‘Max Rose’ Review: Jerry Lewis’ Return to Movies Is Too Serious to Love

Jerry Lewis turned 90 in March. Many fans, me included, wished hard to see this legendary comedian and virtuoso filmmaker cut loose on screen one more time. Max Rose doesn’t grant that wish. For starters, his first film in 20 years is not a comedy — it’s a sober, sad-eyed study of an old man on the ropes. Max, a former jazz pianist who never quite made it, sits alone in a house haunted by memories, mostly of his wife Eva (the great Claire Bloom) who has just died. At her funeral, his eulogy is tortured, self-loathing. At home, Max finds solace in visits from granddaughter Annie (Kerry Bishé), who dreads telling him she may be pulling up stakes to live with her boyfriend. That leaves Chris (a very fine Kevin Pollak), the son Max renounced for giving up on his first marriage and neglecting Annie.

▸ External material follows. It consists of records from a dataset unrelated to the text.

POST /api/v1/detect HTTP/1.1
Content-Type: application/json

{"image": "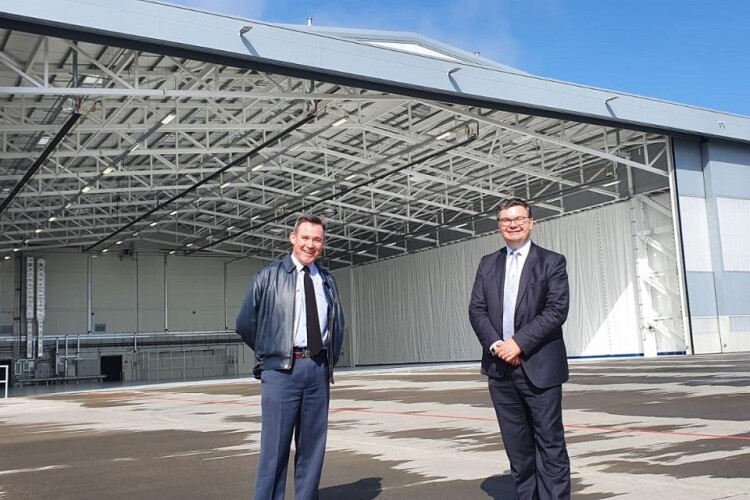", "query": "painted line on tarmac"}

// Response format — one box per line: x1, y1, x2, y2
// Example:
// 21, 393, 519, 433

328, 407, 750, 443
0, 465, 69, 475
52, 392, 750, 443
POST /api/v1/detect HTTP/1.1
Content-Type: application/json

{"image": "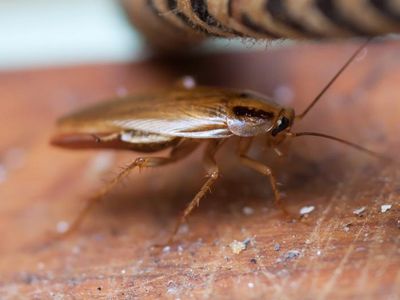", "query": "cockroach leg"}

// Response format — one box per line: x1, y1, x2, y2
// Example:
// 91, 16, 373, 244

91, 133, 120, 143
59, 139, 199, 238
238, 139, 289, 215
273, 147, 284, 157
167, 139, 224, 244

To further goose the plot, writer-director Daniel Noah, who loosely based the script on his own grandparents, has contrived a catharsis for Max in the form of one of Eva’s possessions, a makeup compact with an inscription that indicates Eva may have been in love with another man. That gives Max a mission — to find this man, sharply played by Dean Stockwell — and learn the truth.
It’s a shallow, melodramatic device that would sink most actors. But Lewis is not most actors. In fact, despite age and illness, he remains a mesmerizing star in front of the camera, compelling to watch even (and especially) when sitting perfectly still. There’s none of that cutesy codger stuff that manipulates an audience and demands, “love me!” The only comic relief comes in a terrific scene involving Max and a few fellow retirees (nicely played by Mort Sahl, Lee Weaver and Rance Howard) as they listen to jazz and pretend to play instruments, which lets Lewis show off his still vibrant gift for pantomime.
It’s too bad the film, in its rush to slap on a smile on a tale of regret, doesn’t match the rigor of Lewis’ no-bull performance. As an actor and filmmaker, Lewis hit a peak with 1963’s The Nutty Professor, a film that tinged its laughs with darkness. Lewis did the same thing working with Martin Scorsese in 1983’s The King of Comedy, displaying acting chops that should have won him an Oscar if the Academy didn’t so often ignore the grieving heart in its clowns. Max Rose might not be up to Lewis, but he gives it everything he’’ got in a quietly devastating performance. You can’t take our eyes off him.